Une sanction fiscale Espagne est rarement une simple amende à payer ou à contester isolément. Pour un fondateur étranger, une famille HNW, un private office ou un associé non résident, la notification peut se superposer à un dossier fiscal plus large : résidence IRPF, exposition à l’impôt sur la fortune, société espagnole, opération immobilière, déclarations tardives, déductions contestées par l’AEAT ou revenus internationaux déclarés dans un autre pays mais mal présentés en Espagne.
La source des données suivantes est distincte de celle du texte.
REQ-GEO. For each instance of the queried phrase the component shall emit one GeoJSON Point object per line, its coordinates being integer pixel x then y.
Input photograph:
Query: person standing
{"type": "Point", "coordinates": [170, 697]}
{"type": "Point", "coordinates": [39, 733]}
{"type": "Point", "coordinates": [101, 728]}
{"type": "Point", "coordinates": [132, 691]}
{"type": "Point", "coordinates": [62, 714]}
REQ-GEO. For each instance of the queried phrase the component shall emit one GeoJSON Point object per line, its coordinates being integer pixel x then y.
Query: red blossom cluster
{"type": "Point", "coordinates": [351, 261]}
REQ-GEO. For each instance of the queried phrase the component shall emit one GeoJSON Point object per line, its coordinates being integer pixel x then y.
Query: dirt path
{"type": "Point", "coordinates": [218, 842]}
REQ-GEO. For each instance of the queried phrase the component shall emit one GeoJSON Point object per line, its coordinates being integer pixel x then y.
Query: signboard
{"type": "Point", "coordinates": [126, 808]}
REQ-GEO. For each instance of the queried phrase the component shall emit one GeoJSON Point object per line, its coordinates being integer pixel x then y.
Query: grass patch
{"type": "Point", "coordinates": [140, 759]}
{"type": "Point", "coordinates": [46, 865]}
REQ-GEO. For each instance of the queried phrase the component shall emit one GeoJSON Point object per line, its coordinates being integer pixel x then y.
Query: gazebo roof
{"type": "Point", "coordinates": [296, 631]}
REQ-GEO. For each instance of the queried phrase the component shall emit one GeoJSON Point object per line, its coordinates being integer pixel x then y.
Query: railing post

La première décision ne doit donc pas être émotionnelle. Elle doit être procédurale. Il faut savoir si vous regardez l’ouverture d’un dossier de sanction, une proposition de sanction, une résolution finale, une lettre de paiement, une dette fiscale ou une notification combinée. Chaque document a son propre délai. Manquer la fenêtre d’observations peut affaiblir la défense ; faire recours sans vérifier les réductions peut changer l’économie du dossier ; payer trop vite peut fermer des arguments qu’il fallait préserver.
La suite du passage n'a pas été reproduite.